ANCHORAGE - December 10 may have been just another Monday for most Alaskans, but 64 years ago December 10 was a day that changed the lives of people across the globe.
The United Nations (U.N.) adopted the Declaration of Human Rights on December 10, 1948, and December 10 has been Human Rights Day worldwide since 1950.
“Everyone has the right to recognition everywhere as a person before the law,” said Robert Gregory, as he read the first part of Article 6 of the declaration.
The declaration was adopted in the wake of World War II, the deadliest war the world has ever seen. Genocide killed millions and the declaration was an attempt to stop it from happening again.
But, Karen Furguson from Catholic Social Services said genocide is still very real around the world, in places like Bhutan.
“It started like World War II,” said Ferguson, who heads the state’s refugee program. “First they were just difficult to employ, then they were not allowed to be employed, then they were stripped of citizenship, but allowed to stay. Then their children were not allowed to go in schools. Eventually all of their property was taken away from them and then eventually forces would come and burn down villages.”
She paused, and then continued, “They watched their homes burn to the ground.”
Ferguson said it’s just one example of a country that ignored the Declaration of Human rights.
”Most people think of Bhutan as this gorgeous place to go for tourism, and I am sure it is, but part of the way the country got so uniform was by a very planned campaign against the people who didn’t fit it.”
The campaign was supposed to “ethnically cleanse” the country. It forced thousands to flee to Nepal.
National genocides in countries like Bhutan, Germany, Cambodia and Jordan have brought millions to the United States and continue to bring about 120 people to Alaska every year.
“No one flees their country saying, ‘this is a great way to get to Alaska,’” said Ferguson. “They flee their country because they want safety, and then they want to return home.”
But few return home.
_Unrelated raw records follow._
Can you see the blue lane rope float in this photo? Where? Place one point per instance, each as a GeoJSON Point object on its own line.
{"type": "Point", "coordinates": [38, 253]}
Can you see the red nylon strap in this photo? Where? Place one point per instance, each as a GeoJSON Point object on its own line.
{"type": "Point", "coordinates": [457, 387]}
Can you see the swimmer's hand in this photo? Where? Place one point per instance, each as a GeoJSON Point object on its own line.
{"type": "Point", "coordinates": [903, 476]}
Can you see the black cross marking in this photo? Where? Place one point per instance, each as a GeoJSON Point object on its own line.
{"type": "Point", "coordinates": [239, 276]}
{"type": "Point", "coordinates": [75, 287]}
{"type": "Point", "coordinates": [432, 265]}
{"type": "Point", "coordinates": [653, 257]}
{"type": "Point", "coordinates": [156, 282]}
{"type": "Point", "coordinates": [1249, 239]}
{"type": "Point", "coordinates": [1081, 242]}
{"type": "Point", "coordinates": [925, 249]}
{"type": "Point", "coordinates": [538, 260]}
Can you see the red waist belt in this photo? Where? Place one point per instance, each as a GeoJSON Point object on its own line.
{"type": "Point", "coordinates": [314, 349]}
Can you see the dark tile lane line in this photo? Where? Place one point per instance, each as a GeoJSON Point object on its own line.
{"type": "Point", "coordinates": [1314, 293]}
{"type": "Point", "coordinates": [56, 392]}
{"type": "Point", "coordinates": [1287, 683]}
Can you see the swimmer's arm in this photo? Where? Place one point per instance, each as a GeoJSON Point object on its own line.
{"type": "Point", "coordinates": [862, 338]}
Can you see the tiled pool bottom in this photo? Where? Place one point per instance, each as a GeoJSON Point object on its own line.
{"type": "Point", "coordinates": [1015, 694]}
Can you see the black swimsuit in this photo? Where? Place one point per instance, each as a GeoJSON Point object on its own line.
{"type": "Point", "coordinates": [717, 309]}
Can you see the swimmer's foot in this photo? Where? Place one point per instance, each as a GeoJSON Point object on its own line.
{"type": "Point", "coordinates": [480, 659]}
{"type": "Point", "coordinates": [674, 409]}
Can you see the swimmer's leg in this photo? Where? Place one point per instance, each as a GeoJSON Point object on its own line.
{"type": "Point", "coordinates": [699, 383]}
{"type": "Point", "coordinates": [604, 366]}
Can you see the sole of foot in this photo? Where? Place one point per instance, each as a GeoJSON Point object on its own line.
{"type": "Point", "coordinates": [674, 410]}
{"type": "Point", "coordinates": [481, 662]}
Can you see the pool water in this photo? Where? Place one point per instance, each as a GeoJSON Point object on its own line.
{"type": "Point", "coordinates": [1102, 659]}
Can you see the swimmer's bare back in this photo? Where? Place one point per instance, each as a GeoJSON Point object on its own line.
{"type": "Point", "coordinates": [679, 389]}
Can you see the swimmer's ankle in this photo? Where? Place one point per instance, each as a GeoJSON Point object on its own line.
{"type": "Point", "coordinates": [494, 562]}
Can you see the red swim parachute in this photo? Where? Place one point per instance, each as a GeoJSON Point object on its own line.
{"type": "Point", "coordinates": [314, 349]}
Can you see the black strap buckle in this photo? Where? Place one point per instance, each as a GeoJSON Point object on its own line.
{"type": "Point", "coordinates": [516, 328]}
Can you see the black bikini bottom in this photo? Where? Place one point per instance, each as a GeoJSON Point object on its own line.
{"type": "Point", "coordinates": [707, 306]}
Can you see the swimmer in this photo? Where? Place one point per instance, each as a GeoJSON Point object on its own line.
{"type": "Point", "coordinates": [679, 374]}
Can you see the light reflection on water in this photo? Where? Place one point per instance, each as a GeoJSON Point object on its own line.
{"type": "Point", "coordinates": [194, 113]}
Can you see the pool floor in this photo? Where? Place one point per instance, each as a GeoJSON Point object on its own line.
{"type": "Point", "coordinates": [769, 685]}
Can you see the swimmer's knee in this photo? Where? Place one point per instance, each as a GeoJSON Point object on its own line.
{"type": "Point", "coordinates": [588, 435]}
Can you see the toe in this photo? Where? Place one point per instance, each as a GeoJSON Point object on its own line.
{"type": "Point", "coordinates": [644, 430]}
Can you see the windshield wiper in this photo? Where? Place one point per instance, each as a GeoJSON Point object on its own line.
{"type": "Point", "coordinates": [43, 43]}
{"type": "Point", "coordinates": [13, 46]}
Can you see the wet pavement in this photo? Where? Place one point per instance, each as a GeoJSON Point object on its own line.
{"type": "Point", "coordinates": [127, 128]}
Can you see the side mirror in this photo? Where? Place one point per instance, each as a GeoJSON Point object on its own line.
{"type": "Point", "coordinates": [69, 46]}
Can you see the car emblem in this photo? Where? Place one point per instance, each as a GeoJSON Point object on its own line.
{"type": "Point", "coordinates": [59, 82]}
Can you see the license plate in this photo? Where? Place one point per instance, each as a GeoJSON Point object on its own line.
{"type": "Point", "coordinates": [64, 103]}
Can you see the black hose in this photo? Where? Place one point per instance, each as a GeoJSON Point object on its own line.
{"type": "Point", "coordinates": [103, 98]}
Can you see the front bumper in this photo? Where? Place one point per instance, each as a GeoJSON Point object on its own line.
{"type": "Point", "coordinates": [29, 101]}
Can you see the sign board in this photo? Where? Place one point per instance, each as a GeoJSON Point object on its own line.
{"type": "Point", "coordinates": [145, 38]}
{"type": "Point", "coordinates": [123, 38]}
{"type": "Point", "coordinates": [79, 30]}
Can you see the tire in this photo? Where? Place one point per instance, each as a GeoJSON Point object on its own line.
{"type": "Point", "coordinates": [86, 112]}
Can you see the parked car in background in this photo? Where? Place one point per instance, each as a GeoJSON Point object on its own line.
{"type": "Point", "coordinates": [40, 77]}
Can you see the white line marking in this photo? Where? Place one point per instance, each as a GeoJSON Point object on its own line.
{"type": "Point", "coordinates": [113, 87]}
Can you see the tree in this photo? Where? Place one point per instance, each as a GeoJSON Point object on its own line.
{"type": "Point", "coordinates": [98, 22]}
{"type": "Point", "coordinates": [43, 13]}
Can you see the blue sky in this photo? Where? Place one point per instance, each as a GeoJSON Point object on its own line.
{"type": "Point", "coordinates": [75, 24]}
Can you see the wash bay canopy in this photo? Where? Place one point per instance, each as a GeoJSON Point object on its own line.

Some may leave because they are being persecuted for their race, religion, political views, but others leave because they live in the middle of a war zone.
“Everyone has the right to life, liberty and security of person,” said Susan Verty, reading Article 3 of the declaration.
And only one in 500 will get absorbed by one of the countries willing to take them in.
"All human beings are born free in dignity and rights,” said Dave Harrington, reading the first article of the declaration. “They are endowed with reason and conscience and should act towards one another in spirit of brotherhood.”
Most refugees spend years in camps before going home or being relocated. Ferguson said that leaves thousands across the world without hope for a future.